Page 41 explains the frost detection and defrost cycle (up to 12 minutes max).

I like these cooling systems - much more efficient than window units and are scalable But that said - electric heating elements have less losses than any heat pump

The way I understand Reverse-Cycle Defrosting, is they turn on the AC mode
for a while to pump heat to the outdoor coil, melting the ice.
(No electric heating elements needed).
Which, it seems would only frost up if it was both cold and humid outside.
Around here in the winter, it stays pretty dry when it's cold..

From what I've read about regular heat pumps, it seems like they add on
some 10 or 20 KW heating elements to turn on when it gets real cold..
(Making your electric meter spin like crazy).

----
I don't understand what you mean by, "But that said - electric heating elements have less losses than any heat pump".

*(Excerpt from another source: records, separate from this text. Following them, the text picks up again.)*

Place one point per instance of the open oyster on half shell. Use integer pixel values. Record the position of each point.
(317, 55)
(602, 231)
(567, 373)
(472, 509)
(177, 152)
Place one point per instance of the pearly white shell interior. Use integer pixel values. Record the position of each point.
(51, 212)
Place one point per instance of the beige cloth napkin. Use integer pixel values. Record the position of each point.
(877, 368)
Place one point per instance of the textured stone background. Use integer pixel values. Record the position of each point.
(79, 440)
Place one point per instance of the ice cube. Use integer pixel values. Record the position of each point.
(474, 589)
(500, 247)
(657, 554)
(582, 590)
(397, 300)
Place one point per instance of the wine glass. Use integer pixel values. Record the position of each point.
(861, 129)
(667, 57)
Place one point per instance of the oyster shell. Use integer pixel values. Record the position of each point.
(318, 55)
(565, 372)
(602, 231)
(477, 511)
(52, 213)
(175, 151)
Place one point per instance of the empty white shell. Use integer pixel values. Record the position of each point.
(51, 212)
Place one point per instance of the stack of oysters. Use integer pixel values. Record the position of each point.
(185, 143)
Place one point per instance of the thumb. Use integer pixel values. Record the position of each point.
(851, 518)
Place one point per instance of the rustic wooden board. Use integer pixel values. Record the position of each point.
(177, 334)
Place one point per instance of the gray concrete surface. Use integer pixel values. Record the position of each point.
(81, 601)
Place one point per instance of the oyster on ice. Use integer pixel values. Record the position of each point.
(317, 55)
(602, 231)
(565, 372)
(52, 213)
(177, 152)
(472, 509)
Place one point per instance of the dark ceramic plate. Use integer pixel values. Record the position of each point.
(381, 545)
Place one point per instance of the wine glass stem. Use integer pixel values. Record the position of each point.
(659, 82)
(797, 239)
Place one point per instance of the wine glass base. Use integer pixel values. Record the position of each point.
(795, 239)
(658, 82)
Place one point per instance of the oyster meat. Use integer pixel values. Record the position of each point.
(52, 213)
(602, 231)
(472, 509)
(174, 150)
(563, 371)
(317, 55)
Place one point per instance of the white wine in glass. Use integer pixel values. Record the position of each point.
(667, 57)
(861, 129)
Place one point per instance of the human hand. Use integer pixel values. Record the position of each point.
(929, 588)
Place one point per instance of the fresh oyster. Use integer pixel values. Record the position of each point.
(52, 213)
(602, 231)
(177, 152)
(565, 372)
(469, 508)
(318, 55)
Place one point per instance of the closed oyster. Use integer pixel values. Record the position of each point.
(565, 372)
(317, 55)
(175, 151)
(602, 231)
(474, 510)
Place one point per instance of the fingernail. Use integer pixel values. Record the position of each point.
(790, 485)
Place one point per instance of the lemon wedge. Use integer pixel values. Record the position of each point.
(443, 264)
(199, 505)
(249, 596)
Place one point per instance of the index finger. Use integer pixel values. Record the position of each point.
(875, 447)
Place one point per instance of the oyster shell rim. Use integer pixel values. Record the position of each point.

Isn't a heating element is just a direct 100% conversion of electrical power to heat??
Whereas a heat pump is just moving existing heat?
Comparing power usage vs BTU out, a space heater is 100% efficient
and a heat pump is about 300 or 400 percent efficient.?.
(At least this is what I've read)..

That low power use per BTU is the main reason heat pumps are so
popular these days.. Electrical baseboard heat around here (20 cents per KWH)
will do a job on your paycheck..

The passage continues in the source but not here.